I've seen a lot of gore in code that uses assertion libraries like assert.Equals(t, int64(math.Round(got)), int64(42)). Consider the error message in that case when got is NaN or Inf.

It is so easy to write your own assertions. I can type them in my sleep and in seconds:

    if got, want := f(), 42; got != want { 
        t.Errorf("f:\n  got: %v\n want: %v", got, want)
    }

    if got, want := g(), 42.123; math.Abs(got - want) > 0.0001 {
        t.Fatalf("g:\n  got: %v\n want: %v", got, want)
    }
Why implement a NotEquals function when != is built into the language?

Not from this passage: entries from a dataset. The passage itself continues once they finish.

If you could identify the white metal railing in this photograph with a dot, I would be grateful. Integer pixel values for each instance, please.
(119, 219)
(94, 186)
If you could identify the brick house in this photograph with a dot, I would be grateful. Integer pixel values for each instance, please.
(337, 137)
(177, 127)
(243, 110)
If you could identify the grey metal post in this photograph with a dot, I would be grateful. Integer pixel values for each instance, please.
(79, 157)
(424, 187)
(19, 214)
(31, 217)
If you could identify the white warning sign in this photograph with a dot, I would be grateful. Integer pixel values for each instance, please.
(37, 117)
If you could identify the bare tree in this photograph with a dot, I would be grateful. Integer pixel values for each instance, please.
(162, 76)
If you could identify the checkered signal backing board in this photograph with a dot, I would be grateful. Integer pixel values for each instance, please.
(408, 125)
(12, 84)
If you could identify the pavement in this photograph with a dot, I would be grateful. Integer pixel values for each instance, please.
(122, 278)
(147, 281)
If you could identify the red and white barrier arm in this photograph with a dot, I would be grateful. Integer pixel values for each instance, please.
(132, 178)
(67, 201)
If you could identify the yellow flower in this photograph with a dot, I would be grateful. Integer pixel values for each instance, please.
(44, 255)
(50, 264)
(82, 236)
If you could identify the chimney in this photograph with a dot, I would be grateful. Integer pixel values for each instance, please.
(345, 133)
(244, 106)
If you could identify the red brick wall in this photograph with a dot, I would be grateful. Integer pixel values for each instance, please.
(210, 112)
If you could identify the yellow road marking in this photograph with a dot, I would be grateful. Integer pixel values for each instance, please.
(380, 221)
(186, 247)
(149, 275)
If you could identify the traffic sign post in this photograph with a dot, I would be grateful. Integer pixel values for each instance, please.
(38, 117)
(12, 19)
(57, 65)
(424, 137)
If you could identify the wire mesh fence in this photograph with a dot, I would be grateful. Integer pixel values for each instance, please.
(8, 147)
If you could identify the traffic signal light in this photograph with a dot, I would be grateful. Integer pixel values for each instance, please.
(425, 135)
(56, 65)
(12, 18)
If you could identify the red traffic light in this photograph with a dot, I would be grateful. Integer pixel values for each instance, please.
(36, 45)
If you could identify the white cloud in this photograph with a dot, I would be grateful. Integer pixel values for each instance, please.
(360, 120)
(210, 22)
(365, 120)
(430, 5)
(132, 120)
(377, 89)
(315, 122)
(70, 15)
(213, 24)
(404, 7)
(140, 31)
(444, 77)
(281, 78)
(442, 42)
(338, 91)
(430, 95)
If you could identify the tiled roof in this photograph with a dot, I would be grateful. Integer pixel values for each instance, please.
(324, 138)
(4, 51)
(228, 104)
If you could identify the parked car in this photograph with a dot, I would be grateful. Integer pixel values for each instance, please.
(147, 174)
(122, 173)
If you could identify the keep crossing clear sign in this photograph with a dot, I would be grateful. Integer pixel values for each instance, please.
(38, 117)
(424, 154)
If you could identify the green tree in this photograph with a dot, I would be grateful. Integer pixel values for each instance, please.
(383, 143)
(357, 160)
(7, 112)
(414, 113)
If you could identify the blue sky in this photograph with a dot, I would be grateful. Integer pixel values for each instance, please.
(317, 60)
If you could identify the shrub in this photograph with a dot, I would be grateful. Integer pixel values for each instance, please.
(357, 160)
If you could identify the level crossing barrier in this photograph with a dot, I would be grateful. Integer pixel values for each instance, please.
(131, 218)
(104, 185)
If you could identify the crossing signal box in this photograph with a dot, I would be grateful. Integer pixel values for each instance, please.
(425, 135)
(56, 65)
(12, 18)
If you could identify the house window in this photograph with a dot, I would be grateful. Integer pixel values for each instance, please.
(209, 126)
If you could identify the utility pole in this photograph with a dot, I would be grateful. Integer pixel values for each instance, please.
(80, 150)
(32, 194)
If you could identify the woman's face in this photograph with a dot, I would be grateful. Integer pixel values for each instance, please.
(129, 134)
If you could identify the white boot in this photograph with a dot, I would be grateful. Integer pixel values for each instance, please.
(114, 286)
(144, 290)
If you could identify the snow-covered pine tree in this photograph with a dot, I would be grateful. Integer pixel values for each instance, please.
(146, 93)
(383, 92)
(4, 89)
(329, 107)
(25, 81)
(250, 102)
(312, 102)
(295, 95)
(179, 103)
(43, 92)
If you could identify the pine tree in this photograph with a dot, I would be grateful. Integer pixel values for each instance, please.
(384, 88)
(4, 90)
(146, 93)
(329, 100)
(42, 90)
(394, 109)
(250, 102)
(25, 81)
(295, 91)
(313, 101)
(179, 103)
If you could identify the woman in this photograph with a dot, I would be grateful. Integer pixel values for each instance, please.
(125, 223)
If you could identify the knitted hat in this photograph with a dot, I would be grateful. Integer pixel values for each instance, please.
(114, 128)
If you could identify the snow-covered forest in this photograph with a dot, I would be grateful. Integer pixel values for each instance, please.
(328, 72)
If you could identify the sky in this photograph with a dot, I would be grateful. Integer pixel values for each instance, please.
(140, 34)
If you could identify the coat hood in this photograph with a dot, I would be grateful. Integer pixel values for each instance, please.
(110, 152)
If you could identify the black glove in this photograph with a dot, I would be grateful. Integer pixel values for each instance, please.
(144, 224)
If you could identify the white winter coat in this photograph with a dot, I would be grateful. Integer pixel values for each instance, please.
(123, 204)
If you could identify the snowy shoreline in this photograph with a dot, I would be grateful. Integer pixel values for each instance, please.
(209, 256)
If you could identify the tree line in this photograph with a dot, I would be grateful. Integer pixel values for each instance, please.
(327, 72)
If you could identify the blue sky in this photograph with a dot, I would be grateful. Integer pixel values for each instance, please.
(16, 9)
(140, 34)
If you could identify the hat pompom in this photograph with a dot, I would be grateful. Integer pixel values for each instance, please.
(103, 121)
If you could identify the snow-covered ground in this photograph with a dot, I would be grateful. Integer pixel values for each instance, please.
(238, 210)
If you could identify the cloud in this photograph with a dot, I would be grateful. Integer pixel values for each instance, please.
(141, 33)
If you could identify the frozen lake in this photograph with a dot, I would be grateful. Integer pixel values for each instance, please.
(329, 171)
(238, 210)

(The most popular assertion library also inverts the order of got and want, breaking the stylistic convention. It's so bad. Beware of libraries from people that wrote them as their first Go project after switching to Go from Java. There are a lot of them out there, and they are popular, and they are bad.)

Finally, cmp.Diff is the way to go for complex comparisons. Most use of assertion libraries can be replaced by cmp.Diff. I wouldn't use it for simple primitive type equality, but for complex data structures, it's great. And very configurable, so you never have to "settle" for too much strictness or looseness.